You can also use the WebIn portal as described in the doc.
This is the last step. You first need to create your manifest file fore each MAG following the guideline. Do not forget the fasta field where you put the path of the fasta file which must be compressed. You also need to check that your sequences are valid for ENA (assembly names and sequence patterns) as provided by the guideline. Once this is done you can either validate and submit each sequence individually (see below) or try a bulk submission (I did not try this).
You first need to validate and then submit your sequence using the Webin-CLI tool based on Java. This process may take a while (around a day for my 4.5K sequences with 8 CPUs on Ronin).

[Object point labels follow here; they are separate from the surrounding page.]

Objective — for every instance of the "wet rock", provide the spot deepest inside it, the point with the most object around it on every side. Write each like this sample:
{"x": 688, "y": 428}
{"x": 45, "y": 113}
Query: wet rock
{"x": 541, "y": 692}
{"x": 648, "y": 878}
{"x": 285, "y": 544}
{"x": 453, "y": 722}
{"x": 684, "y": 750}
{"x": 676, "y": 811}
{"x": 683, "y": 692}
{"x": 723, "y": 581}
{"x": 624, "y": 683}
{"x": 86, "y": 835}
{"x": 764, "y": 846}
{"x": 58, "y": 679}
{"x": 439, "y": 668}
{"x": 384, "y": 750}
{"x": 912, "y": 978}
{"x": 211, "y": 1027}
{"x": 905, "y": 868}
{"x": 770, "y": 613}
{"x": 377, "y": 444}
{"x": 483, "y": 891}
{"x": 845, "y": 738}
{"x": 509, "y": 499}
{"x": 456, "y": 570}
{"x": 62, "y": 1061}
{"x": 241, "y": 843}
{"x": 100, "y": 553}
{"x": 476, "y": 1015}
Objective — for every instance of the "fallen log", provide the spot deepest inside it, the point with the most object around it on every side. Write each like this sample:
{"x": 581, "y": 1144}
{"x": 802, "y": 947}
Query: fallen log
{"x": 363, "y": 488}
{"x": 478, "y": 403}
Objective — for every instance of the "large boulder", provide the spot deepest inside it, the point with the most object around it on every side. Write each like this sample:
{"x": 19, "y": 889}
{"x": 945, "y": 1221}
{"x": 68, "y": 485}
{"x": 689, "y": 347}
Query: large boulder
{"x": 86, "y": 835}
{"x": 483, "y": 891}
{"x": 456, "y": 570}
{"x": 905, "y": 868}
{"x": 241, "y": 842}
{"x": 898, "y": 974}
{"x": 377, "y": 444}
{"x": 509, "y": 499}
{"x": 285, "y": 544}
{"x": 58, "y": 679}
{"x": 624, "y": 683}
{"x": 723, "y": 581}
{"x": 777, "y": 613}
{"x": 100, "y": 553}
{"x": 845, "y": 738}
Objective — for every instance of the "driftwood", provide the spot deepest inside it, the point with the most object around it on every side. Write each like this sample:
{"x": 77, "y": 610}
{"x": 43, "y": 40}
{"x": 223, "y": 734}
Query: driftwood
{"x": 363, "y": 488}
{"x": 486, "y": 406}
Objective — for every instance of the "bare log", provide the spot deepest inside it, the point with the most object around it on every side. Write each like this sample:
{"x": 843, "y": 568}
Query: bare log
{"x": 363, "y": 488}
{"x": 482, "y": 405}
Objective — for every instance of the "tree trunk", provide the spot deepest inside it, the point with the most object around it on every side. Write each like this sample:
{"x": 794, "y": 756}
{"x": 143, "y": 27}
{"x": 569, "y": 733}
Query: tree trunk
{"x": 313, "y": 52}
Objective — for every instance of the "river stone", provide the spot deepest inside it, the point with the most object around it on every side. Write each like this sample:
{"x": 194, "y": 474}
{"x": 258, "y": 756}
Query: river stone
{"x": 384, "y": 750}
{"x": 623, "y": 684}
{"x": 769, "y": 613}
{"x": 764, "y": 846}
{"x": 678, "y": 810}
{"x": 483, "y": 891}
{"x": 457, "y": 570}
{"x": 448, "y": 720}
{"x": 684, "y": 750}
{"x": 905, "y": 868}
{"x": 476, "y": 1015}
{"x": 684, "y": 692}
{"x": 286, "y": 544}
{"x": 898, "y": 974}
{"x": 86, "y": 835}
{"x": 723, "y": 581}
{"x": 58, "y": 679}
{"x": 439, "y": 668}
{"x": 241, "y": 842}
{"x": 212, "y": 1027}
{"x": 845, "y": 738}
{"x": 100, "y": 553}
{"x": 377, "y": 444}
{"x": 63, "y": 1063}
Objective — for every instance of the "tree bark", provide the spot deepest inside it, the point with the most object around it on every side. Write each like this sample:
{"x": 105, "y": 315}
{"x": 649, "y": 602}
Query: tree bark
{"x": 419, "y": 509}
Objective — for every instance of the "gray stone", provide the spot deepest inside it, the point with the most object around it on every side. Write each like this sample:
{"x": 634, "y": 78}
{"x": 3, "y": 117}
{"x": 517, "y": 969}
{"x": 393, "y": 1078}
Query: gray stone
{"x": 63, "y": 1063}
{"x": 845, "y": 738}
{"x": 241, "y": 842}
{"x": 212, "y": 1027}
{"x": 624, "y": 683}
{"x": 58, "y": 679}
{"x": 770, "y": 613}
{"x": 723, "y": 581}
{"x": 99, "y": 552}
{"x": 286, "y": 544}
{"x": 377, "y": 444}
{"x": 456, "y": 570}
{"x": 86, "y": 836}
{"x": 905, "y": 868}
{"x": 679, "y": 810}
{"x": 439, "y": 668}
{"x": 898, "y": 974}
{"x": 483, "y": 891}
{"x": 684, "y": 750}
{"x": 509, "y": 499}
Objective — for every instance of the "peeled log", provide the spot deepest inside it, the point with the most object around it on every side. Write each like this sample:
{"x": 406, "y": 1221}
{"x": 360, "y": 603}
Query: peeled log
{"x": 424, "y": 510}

Here is a snakemake pipeline which could be used:
reports = glob_wildcards('mags/{sample}.fa.manifest.txt')
rule all:
input:
expand('mags/{sample}.fa.manifest.txt.log.validate.txt', sample=reports.sample)
rule validate:
input:
'mags/{sample}.fa.manifest.txt'
output:
'mags/{sample}.fa.manifest.txt.log.validate.txt'
shell:
'java -jar webin-cli-5.0.0.jar -username USERNAME -password PASSWORD -context genome -manifest {input} -validate > {output}'
rule submit:
input:
'mags/{sample}.fa.manifest.txt'
output:
'mags/{sample}.fa.manifest.txt.log.submit.txt'
shell:
'java -jar webin-cli-5.0.0.jar -username USERNAME -password PASSWORD -context genome -manifest {input} -submit > {output}'Where you have all your manifest files inside a directory like this mags/{sample}.fa.manifest.txt. Replace validate to submit in the input from the all rule if you want to submit. Sometimes one MAG might fail because of server issue, therefore I do recommend using snakemake --keep-going option and relaunch the pipeline once finished for the remaining samples which failed. Once uploaded, your sequences are still displayed as private and you should one or two days for the samples and assemblies to be automatically changed to public and available.
You're finally done. You should receive a long email from ENA with all your submission IDs. Once updated in the ENA website, you should see your MAGs in the Related ENA records sections as Analysis.